Ce couplet souligne l'intention du poème de circonstance, élevant la scène de midi au rang d'un signe propice, impliquant une louange de l'empereur et de la prospérité de la voie royale, partagée par tous.
Lecture globale
Le poème débute par une description naturelle pour se déployer progressivement : du ciel lointain à l'ombre verticale de midi, puis à l'interaction des nuages et de la lumière du soleil, pour finalement culminer sur une note de bon augure et de louange. Le langage poétique est fastueux sans perdre en élégance, l'ambiance est vaste et imprégnée de sérénité. La première partie décrit le paysage, mettant en valeur la beauté naturelle d'un automne clair et frais et d'un midi sans déviation ; la seconde partie porte un message, utilisant la rectitude du soleil et la splendeur de sa lumière pour symboliser la vertu de l'empereur et la justesse de la voie royale. En tant que poème de circonstance, il remplit sa mission élogieuse tout en manifestant, dans sa description, le style artistique frais et élégant de Yu Shinan.
Spécificités stylistiques
- Caractère de circonstance marqué : Passe des phénomènes naturels à la louange et aux présages, avec une structure rigoureuse.
- Allusions fastueuses : L'utilisation d'expressions comme « char du soleil » (曦车), « dais de jade » (翠盖), « miroir brillant » (明镜), etc., combine métaphores et allusions classiques, empreintes de l'atmosphère de la littérature de cour.

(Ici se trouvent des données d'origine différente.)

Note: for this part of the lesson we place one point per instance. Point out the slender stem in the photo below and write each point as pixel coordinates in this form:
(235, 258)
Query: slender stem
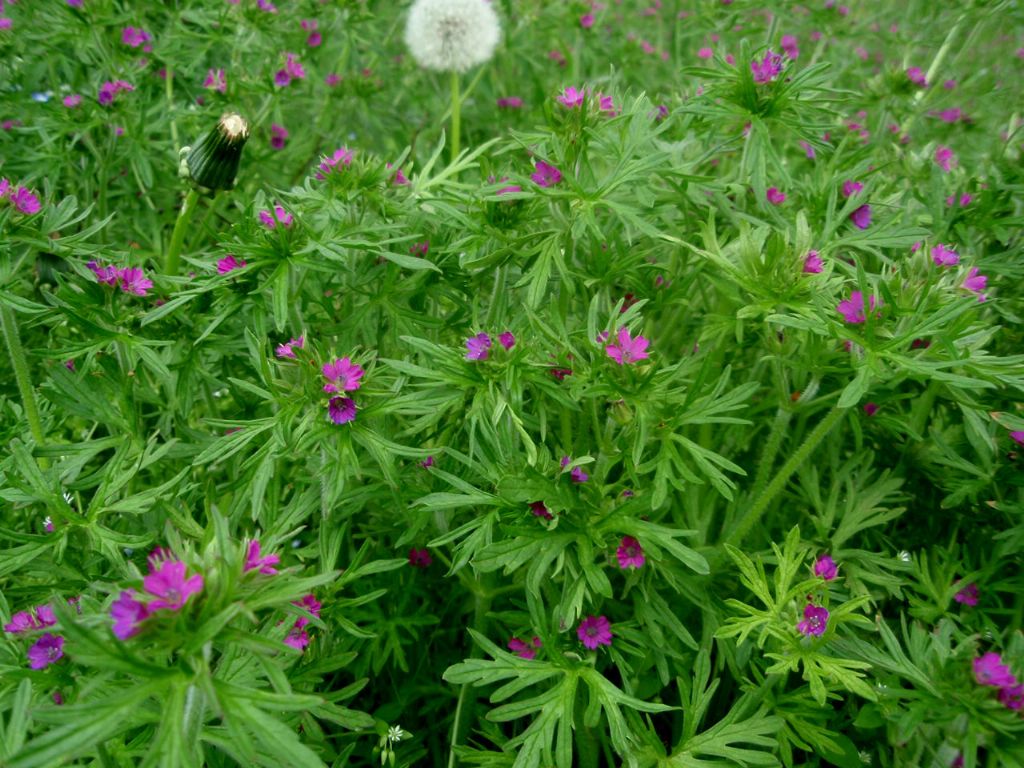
(173, 258)
(20, 366)
(753, 515)
(481, 604)
(456, 115)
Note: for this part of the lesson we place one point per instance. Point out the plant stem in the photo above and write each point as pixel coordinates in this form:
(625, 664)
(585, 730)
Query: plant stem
(753, 515)
(20, 366)
(456, 115)
(173, 258)
(481, 604)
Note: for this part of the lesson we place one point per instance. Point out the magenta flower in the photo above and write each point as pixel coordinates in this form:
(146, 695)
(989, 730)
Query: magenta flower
(168, 583)
(215, 80)
(46, 650)
(477, 347)
(768, 69)
(279, 134)
(852, 309)
(944, 158)
(280, 215)
(25, 201)
(630, 553)
(570, 97)
(229, 263)
(1012, 696)
(297, 638)
(109, 90)
(420, 558)
(255, 562)
(968, 595)
(341, 410)
(861, 218)
(577, 473)
(342, 376)
(825, 567)
(788, 45)
(524, 650)
(813, 263)
(594, 631)
(975, 283)
(916, 76)
(851, 187)
(328, 165)
(546, 175)
(540, 510)
(135, 38)
(815, 621)
(628, 349)
(989, 670)
(134, 281)
(288, 350)
(944, 256)
(128, 613)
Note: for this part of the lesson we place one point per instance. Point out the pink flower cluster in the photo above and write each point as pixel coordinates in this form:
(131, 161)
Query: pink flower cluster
(292, 71)
(342, 156)
(628, 349)
(110, 89)
(168, 588)
(297, 637)
(136, 38)
(132, 280)
(216, 80)
(48, 648)
(19, 197)
(989, 670)
(278, 216)
(342, 376)
(477, 346)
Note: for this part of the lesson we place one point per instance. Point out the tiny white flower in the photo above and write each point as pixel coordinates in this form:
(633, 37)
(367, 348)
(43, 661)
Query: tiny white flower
(452, 35)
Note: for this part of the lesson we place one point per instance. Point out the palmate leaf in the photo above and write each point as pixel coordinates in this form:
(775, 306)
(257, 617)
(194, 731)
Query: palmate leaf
(548, 739)
(88, 724)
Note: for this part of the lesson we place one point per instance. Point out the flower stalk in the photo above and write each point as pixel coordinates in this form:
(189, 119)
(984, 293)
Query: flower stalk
(17, 360)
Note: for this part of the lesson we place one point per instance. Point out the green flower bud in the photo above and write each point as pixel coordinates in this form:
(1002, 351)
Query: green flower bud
(213, 161)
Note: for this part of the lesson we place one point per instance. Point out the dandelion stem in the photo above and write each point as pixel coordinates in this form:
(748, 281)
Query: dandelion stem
(20, 366)
(753, 515)
(173, 258)
(456, 115)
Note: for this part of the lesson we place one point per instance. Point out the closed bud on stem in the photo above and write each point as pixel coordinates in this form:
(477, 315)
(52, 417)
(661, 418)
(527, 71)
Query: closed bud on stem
(213, 162)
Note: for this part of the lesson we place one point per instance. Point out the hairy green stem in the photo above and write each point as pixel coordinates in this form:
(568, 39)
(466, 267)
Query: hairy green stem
(173, 258)
(481, 604)
(456, 115)
(20, 366)
(754, 514)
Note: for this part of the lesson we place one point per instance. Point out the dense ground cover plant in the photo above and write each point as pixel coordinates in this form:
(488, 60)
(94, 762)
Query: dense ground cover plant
(671, 418)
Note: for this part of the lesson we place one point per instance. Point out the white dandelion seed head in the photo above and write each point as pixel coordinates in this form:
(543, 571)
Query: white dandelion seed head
(452, 35)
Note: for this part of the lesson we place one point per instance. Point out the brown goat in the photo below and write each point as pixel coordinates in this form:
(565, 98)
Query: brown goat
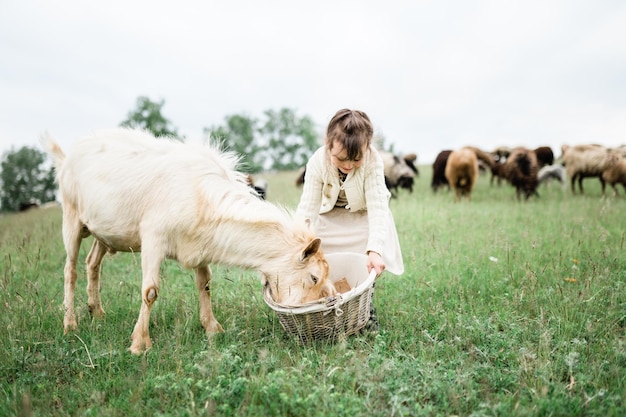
(520, 169)
(461, 172)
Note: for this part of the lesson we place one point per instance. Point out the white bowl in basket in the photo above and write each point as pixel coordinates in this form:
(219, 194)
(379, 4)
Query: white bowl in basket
(332, 317)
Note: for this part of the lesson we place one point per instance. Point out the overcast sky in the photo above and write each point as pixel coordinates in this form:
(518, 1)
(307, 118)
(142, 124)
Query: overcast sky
(431, 75)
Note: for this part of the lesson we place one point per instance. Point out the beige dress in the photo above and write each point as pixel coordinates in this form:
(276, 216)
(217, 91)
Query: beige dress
(331, 228)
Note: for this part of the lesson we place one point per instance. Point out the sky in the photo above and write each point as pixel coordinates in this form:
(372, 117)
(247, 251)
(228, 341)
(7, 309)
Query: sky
(432, 75)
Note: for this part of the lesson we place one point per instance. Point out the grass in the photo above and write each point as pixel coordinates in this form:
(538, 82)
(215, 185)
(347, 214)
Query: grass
(506, 308)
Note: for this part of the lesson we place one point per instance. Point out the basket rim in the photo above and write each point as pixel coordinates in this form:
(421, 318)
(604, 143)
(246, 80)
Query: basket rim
(323, 304)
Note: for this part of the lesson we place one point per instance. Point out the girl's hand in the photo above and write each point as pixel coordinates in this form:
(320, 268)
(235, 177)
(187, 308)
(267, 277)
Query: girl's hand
(375, 261)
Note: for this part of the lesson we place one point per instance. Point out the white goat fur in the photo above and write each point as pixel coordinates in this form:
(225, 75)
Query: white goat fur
(582, 161)
(168, 199)
(615, 171)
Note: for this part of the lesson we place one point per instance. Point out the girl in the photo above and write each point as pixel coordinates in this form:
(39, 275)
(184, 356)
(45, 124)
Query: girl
(345, 197)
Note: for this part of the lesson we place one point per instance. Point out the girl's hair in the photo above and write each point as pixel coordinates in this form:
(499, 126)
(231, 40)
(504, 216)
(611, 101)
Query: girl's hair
(353, 129)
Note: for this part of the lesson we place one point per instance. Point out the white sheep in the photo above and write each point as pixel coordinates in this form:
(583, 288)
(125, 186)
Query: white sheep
(615, 171)
(583, 161)
(168, 199)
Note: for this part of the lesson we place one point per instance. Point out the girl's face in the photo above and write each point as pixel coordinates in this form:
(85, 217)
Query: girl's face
(339, 158)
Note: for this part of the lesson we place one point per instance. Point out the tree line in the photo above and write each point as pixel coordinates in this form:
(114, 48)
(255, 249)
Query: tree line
(279, 140)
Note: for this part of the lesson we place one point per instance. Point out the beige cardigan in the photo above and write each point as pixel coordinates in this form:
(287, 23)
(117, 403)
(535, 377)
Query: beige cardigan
(365, 190)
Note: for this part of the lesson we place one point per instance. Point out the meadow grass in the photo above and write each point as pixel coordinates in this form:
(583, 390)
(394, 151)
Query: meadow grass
(505, 308)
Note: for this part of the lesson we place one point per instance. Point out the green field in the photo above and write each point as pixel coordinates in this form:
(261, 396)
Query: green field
(506, 308)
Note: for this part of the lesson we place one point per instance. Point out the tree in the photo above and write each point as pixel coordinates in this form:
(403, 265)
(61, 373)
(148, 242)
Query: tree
(25, 179)
(148, 116)
(290, 139)
(238, 135)
(282, 141)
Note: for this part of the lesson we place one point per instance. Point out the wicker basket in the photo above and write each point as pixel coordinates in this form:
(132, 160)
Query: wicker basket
(334, 317)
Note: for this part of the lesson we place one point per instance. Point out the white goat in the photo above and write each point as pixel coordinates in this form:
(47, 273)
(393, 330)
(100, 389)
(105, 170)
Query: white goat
(582, 161)
(167, 199)
(615, 170)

- Progression par étapes : D'abord le ciel, puis la terre ; de la scène à l'idée ; de la nature à l'humain, une avancée méthodique.
- Fraîcheur et élégance : Bien qu'œuvre de louange, le langage reste frais et naturel, évitant une ornementation excessive, reflétant l'élégance unique de Yu Shinan.
Éclairages
Ce poème ancien décrit la clarté des paysages de midi en automne : un ciel pur, la rotation de la Voie lactée, la lumière du soleil, l'ombre droite des arbres, les nuages colorés, une brillance étincelante, pour finalement exprimer, à travers un présage propice, le vœu de paix et de stabilité dans le monde. À travers une description progressive des éléments naturels, le poète montre à la fois la magnificence et l'harmonie du zénith, et implique un éloge de l'âge d'or et de la gratitude envers un souverain éclairé. Il nous inspire ainsi : la lumière et l'ordre de la nature symbolisent la prospérité et la stabilité de la société. Et l'être humain, dans cette vaste étendue entre ciel et terre, devrait cultiver respect et gratitude. Tout comme la lumière du soleil brille impartialement pour tous, l'homme devrait aussi traiter autrui avec intégrité et franchise, répondre à la clarté du ciel et de la terre par la limpidité de son propre cœur.
À propos du poète
Yu Shinan (虞世南 558 - 638), originaire de Yuyao dans la province du Zhejiang, fut un éminent homme d’État, écrivain, calligraphe et politicien durant l’ère Zhenguan des débuts de la dynastie Tang. Il figurait parmi les « Vingt-Quatre Officiers Méritants du Pavillon Lingyan » et occupa le poste de Directeur de la Bibliothèque impériale. Sa calligraphie lui valut d’être compté parmi les « Quatre Grands Calligraphes des Débuts des Tang » aux côtés d’Ouyang Xun, de Chu Suiliang et de Xue Ji. Dans le domaine poétique, il perpétua la tradition de Xu Ling et initia un style courtois raffiné, équilibré et harmonieux. Il compila également les Extraits des Livres du Hall Nord(Beitang Shuchao), établissant un nouveau genre de littérature encyclopédique.